# arrow weight for 60 pound bow



## bulldogto (Jul 14, 2003)

My hunting bow next year will max at 60 pounds. I have a short (27 inch) draw. Assuming both tune well and max shot is about 35 yards: would I be better off with a 350 grain arrow or a slower 400 grain arrow.......or will I even notice a difference in the two? I have always hunted at 70 pounds and with arrows anywhere from 360 grains to 410 grains


----------



## KSlivin (Nov 28, 2005)

B/W those two weights I would definitely shoot the 400. Low poundage and short draw length and assuming you cut your arrows down to match, your going to need an arrow with less spine to it. You may want to check a chart to make sure you don't have to even go less. I always use the easton chart to chose my arrows.


----------



## Quickpin87 (May 12, 2006)

shoot maxima 250's. my arrows are 340 grains and have blazers with blazer wraps and 100 grain tips. my 27" vulcan at 61 lbs shoots right at 280. plenty fast and plenty heavy.. how much farther in the dirt will you need the arrow to penetrate?????


----------



## Xtecera (Dec 24, 2005)

I've killed deer at 62# or so with 312gr arrows @ 317fps through 409 gr arrows at 256fps.
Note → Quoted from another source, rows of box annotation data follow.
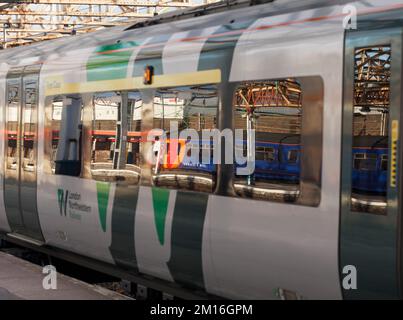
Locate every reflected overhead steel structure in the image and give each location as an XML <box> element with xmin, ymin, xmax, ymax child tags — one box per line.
<box><xmin>0</xmin><ymin>0</ymin><xmax>217</xmax><ymax>48</ymax></box>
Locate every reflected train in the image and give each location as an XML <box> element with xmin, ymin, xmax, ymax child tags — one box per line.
<box><xmin>166</xmin><ymin>132</ymin><xmax>388</xmax><ymax>194</ymax></box>
<box><xmin>0</xmin><ymin>0</ymin><xmax>403</xmax><ymax>299</ymax></box>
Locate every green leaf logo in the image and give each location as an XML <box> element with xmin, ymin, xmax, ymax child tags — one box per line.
<box><xmin>97</xmin><ymin>182</ymin><xmax>110</xmax><ymax>232</ymax></box>
<box><xmin>152</xmin><ymin>188</ymin><xmax>169</xmax><ymax>245</ymax></box>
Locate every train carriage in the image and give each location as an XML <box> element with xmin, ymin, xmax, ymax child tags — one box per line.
<box><xmin>0</xmin><ymin>0</ymin><xmax>403</xmax><ymax>299</ymax></box>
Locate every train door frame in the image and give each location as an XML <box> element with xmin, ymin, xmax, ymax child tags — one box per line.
<box><xmin>339</xmin><ymin>25</ymin><xmax>403</xmax><ymax>299</ymax></box>
<box><xmin>4</xmin><ymin>65</ymin><xmax>44</xmax><ymax>242</ymax></box>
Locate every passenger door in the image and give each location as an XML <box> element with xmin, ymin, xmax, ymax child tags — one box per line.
<box><xmin>340</xmin><ymin>28</ymin><xmax>402</xmax><ymax>299</ymax></box>
<box><xmin>4</xmin><ymin>66</ymin><xmax>43</xmax><ymax>241</ymax></box>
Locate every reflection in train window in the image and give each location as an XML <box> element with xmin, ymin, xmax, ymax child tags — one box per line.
<box><xmin>22</xmin><ymin>77</ymin><xmax>38</xmax><ymax>172</ymax></box>
<box><xmin>153</xmin><ymin>85</ymin><xmax>218</xmax><ymax>192</ymax></box>
<box><xmin>354</xmin><ymin>153</ymin><xmax>378</xmax><ymax>170</ymax></box>
<box><xmin>50</xmin><ymin>95</ymin><xmax>83</xmax><ymax>177</ymax></box>
<box><xmin>351</xmin><ymin>46</ymin><xmax>391</xmax><ymax>214</ymax></box>
<box><xmin>91</xmin><ymin>91</ymin><xmax>142</xmax><ymax>184</ymax></box>
<box><xmin>6</xmin><ymin>79</ymin><xmax>21</xmax><ymax>170</ymax></box>
<box><xmin>233</xmin><ymin>77</ymin><xmax>323</xmax><ymax>206</ymax></box>
<box><xmin>381</xmin><ymin>154</ymin><xmax>389</xmax><ymax>171</ymax></box>
<box><xmin>256</xmin><ymin>147</ymin><xmax>275</xmax><ymax>161</ymax></box>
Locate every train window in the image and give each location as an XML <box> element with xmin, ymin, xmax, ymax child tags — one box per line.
<box><xmin>50</xmin><ymin>95</ymin><xmax>83</xmax><ymax>177</ymax></box>
<box><xmin>381</xmin><ymin>154</ymin><xmax>389</xmax><ymax>171</ymax></box>
<box><xmin>354</xmin><ymin>153</ymin><xmax>378</xmax><ymax>171</ymax></box>
<box><xmin>233</xmin><ymin>77</ymin><xmax>323</xmax><ymax>206</ymax></box>
<box><xmin>351</xmin><ymin>46</ymin><xmax>391</xmax><ymax>214</ymax></box>
<box><xmin>153</xmin><ymin>85</ymin><xmax>218</xmax><ymax>192</ymax></box>
<box><xmin>91</xmin><ymin>91</ymin><xmax>142</xmax><ymax>184</ymax></box>
<box><xmin>288</xmin><ymin>150</ymin><xmax>298</xmax><ymax>163</ymax></box>
<box><xmin>258</xmin><ymin>147</ymin><xmax>275</xmax><ymax>161</ymax></box>
<box><xmin>6</xmin><ymin>78</ymin><xmax>21</xmax><ymax>170</ymax></box>
<box><xmin>22</xmin><ymin>76</ymin><xmax>38</xmax><ymax>172</ymax></box>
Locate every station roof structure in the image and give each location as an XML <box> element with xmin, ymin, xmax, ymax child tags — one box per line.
<box><xmin>0</xmin><ymin>0</ymin><xmax>219</xmax><ymax>48</ymax></box>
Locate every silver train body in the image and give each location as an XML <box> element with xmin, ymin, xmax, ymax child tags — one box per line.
<box><xmin>0</xmin><ymin>0</ymin><xmax>403</xmax><ymax>299</ymax></box>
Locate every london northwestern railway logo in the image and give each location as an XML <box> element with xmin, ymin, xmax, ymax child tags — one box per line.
<box><xmin>57</xmin><ymin>189</ymin><xmax>91</xmax><ymax>220</ymax></box>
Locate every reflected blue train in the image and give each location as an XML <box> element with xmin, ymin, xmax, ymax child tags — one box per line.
<box><xmin>171</xmin><ymin>132</ymin><xmax>388</xmax><ymax>194</ymax></box>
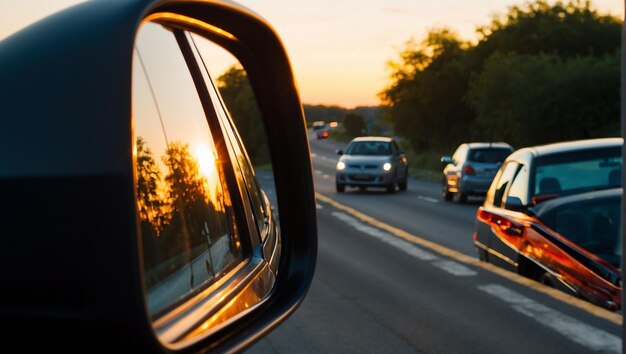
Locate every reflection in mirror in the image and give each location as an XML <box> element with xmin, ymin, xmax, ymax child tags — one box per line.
<box><xmin>133</xmin><ymin>23</ymin><xmax>242</xmax><ymax>315</ymax></box>
<box><xmin>188</xmin><ymin>33</ymin><xmax>278</xmax><ymax>230</ymax></box>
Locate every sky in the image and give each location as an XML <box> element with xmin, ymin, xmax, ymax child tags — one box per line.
<box><xmin>0</xmin><ymin>0</ymin><xmax>624</xmax><ymax>108</ymax></box>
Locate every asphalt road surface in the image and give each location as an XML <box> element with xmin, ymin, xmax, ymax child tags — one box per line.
<box><xmin>247</xmin><ymin>135</ymin><xmax>622</xmax><ymax>354</ymax></box>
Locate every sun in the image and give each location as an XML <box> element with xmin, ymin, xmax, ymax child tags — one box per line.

As my kills build up, I'm leaning more and more towards that 6gr per pound of draw weight number as a good combination of flat shooting & quick death. At 27", I think sticking with any of your arrows at 350gr or above will do fine.


----------



## manboy (Mar 24, 2005)

*i am*

at 365gr. and push 270's with 58# draw. going to find out in a couple weeks. going to texas for axis, auodad and a few hogs!:cocktail:


----------



## zara_puppy (Sep 10, 2006)

I killed three deer this year using a 60# bow and 27.5" DL. Arrows: XX78 2314's @ 28", Blazers and 85 grain Slick Tricks and Thunderheads. Total weight was about 450 grains or so. 1 pass through, 2 that buried into the opposite shoulder. All three shots were inside 30 yards. Tracked each deer for less than 50 yards.

Shoot what shoots good for you and is quiet. Heavy arrows are great hunters.

That said, I am going to try carbons this year. Victorys - total weight - right about 360 grains. Not that I want fast - I want flat.


----------



## azone5 (Jan 5, 2004)

ACC 3-28s at 336 gr with 58# work just fine.


----------



## 257 roberts (Jul 31, 2006)

I was shooting 355gr and went to 377gr the 355gr worked fine just went to a different arrow.( 61# XT)


----------



## IowaSwitchback (Feb 5, 2006)

324gr arrow worked just fine from my 60lb bow.


----------



## danesdad (Feb 6, 2007)

I have 400gr carbons with my draw weight right at 60#, and I got a complete pass thru on my only shot last year. The drop between 20 yards and 30 is so slight that I cannot get my pins close enough together.


----------



## badbow148 (Dec 5, 2006)

At 60lbs. 350gr. arrows would give you a good comb. of what you need with speed and KE.


----------



## bulldogto (Jul 14, 2003)

thanks. 350 seemed light to me after always shooting 70 pound bows. I guess grains per pound is more important when trying to find a good combination of speed and weight


----------



## im-ocd (Mar 22, 2007)

*Arrow weight*

I've blown completely through several deer with 60# bows and arrows that weighed 315-345 gr. KE around 60#

My current arrow weighs 385 gr. because I wanted Blazers with a wrap, so I had to use a heavier tip than if I used feathers _(added weight to the front and rear making an overall heavier arrow)_. Most importantly the fletching and tip combination produces a good tear through paper.


----------



## Tn10point (Mar 5, 2005)

I shoot a 370gr 55/75 Gold tip at 60lbs with a 28.5dl


----------



## ol-roy (Dec 16, 2011)

danesdad said:


> I have 400gr carbons with my draw weight right at 60#, and I got a complete pass thru on my only shot last year. The drop between 20 yards and 30 is so slight that I cannot get my pins close enough together.


Try one pin set at 25yds, next one at 40. Works good for me.


----------